Fire effects on ecosystems refer to the influences of wildfires on vegetation structure, soil properties, biodiversity, carbon cycling, and overall ecological processes in natural systems.
The field encompasses 110,581 published works documenting how fires alter forest communities, tree mortality, and wildfire activity linked to climate factors. Westerling et al. (2006) demonstrated increased Western U.S. forest wildfire activity due to warming and earlier springs. Allen et al. (2009) revealed emerging climate change risks for global forests through drought- and heat-induced tree mortality.
Research Sub-Topics
Post-fire Vegetation Succession
This sub-topic examines the temporal dynamics of plant community recovery following wildfire disturbance, including species replacement patterns and successional trajectories. Researchers study mechanisms driving regeneration, such as seed banks, sprouting, and facilitation processes across forest, shrubland, and grassland ecosystems.
Fire Regime Effects on Soil Properties
This area investigates how fire frequency, intensity, and severity alter soil physicochemical properties like nutrient cycling, microbial communities, and erosion potential.

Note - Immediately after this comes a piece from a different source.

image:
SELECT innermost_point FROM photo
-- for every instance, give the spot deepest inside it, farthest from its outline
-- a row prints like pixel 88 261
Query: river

Studies quantify short- and long-term impacts on soil organic matter, pH, and hydrophobicity in various biomes.
Wildfire Impacts on Wildlife Populations
Researchers analyze direct mortality, habitat loss, and behavioral responses of animal species to fire events, including population-level consequences and adaptation. Focus includes bird, mammal, and invertebrate responses across different fire-adapted ecosystems.
Fire-Induced Carbon Dynamics in Forests
This sub-topic explores wildfire emissions, post-fire carbon recovery, and net ecosystem exchange in forests, integrating field measurements with modeling. Studies address black carbon formation, necromass decomposition, and climate feedbacks.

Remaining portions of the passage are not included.